Wstępne ustalenia policjantów stwierdzają, że w momencie wypadku, ratownika nie było bezpośrednio przy lustrze wody pływalni.

Zarząd ośrodka "Start" w Wiśle, poinformował nas, że grupa dzieci zakupiła pobyt na basenie i dostosowała się do regulaminu ośrodka. Mówi on, że do grupy powyżej 15 osób wymaganych jest dwóch opiekunów i to oni ponoszą odpowiedzialność za bezpieczeństwo grupy.

Kto odpowiadał za bezpieczeństwo?
Śledztwo po tragedii w Wiśle

- Na basenie nie ma kamer, zatem wszystkie okoliczności muszą być wyjaśnione poprzez rozmowy ze świadkami - dowiadujemy się w ośrodku Start.

Nieoficjalnie udało nam się dowiedzieć, że być może już dzisiaj rozpoczną się przesłuchania w obecności psychologa koleżanek i kolegów zmarłego dziecka, którzy widzieli co zaszło na basenie.
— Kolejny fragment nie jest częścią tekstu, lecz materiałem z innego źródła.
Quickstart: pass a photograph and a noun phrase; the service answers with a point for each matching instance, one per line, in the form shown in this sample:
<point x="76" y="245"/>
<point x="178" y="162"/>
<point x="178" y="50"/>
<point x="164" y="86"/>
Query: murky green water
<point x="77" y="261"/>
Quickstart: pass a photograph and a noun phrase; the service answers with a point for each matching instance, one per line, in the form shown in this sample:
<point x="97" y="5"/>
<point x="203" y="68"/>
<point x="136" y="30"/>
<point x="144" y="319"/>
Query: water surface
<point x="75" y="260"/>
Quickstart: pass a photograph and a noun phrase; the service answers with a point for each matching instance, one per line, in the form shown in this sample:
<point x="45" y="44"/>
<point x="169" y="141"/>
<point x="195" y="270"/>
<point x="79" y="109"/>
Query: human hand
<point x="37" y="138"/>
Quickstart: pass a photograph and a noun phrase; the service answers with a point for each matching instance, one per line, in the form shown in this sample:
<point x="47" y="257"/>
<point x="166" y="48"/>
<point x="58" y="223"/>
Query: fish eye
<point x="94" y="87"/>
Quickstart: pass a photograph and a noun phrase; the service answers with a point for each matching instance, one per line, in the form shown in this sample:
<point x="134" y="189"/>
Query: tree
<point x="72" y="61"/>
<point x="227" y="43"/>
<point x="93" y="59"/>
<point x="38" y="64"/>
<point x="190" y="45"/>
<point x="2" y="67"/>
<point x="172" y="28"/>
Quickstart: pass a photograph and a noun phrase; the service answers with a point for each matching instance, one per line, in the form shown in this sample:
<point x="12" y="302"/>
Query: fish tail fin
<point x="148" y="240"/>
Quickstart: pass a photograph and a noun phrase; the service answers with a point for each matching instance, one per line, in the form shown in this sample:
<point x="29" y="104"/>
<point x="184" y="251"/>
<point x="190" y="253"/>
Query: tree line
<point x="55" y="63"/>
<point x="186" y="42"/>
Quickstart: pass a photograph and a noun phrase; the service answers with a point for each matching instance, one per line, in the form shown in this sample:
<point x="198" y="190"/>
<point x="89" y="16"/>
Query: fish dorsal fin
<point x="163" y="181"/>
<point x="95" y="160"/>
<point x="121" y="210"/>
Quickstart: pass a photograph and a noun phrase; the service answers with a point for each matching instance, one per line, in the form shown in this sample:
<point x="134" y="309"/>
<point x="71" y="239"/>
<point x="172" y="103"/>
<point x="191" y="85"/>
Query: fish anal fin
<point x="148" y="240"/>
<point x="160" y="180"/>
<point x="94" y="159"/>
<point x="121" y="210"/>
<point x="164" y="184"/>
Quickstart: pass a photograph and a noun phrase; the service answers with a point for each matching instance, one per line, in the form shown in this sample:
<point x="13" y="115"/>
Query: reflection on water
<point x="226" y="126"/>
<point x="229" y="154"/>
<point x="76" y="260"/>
Rafał Domagała z cieszyńskiej policji przyznaje, że na miejscu był ratownik.

- Obecnie ustalamy, czy ta osoba posiadała wszystkie uprawnienia do wykonywania zawodu a przede wszystkim to, gdzie był w czasie wypadku - mówi Domagała.
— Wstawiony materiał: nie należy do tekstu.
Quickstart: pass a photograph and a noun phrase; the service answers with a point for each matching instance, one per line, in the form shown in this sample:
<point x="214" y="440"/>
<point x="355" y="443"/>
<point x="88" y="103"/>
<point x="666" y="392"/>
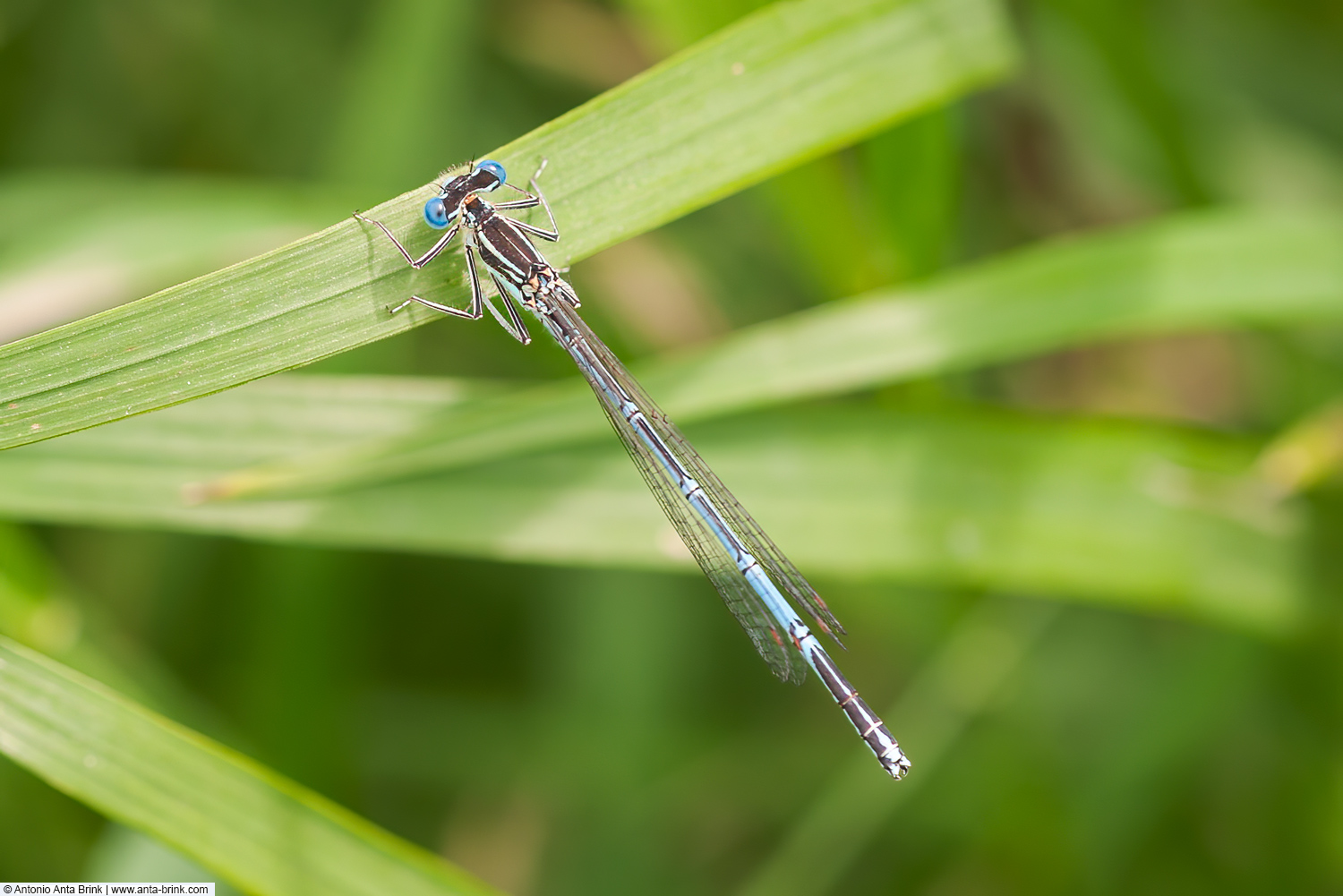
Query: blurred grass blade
<point x="134" y="234"/>
<point x="235" y="817"/>
<point x="1307" y="455"/>
<point x="1138" y="516"/>
<point x="784" y="85"/>
<point x="38" y="610"/>
<point x="977" y="660"/>
<point x="1185" y="271"/>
- Ustaliliśmy, że w momencie wypadku ratownika nie było przy wodzie. Chłopcy zostali wyciągnięci przez innych ludzi, dopiero potem pojawił się ratownik i rozpoczęła się kilkudziesięciominutowa reanimacja - mówi Rafał Domagała, rzecznik policji w KMP Cieszyn.

- Według mojej wiedzy, w momencie wypadku ratownika w ogóle nie było w obiekcie. Przebywała natomiast osoba, pełniąca funkcję pomocnika ratownika - dowiedzieliśmy się w Prokuraturze Rejonowej w Cieszynie.

Ratownika w ogóle nie było w obiekcie

- Wszystko było zgodnie z regulaminem, zawiódł czynnik ludzki - mówi kierownik ośrodka.

- Z tego, co się dowiedziałem od świadków, chłopców z wody wyciągnęli ich koledzy. Zaczęli krzyczeć: Pomocy! Ratownik! Gdzie jest ratownik!!! Krzyczała też opiekunka, która towarzyszyła chłopcom. Dopiero po jakimś czasie ratownik pojawił się na miejscu - mówi Cezary Piotrowski, kierownik zimowiska

Pomocy! Ratownik! Gdzie jest ratownik!!! Krzyczała też opiekunka, która towarzyszyła chłopcom.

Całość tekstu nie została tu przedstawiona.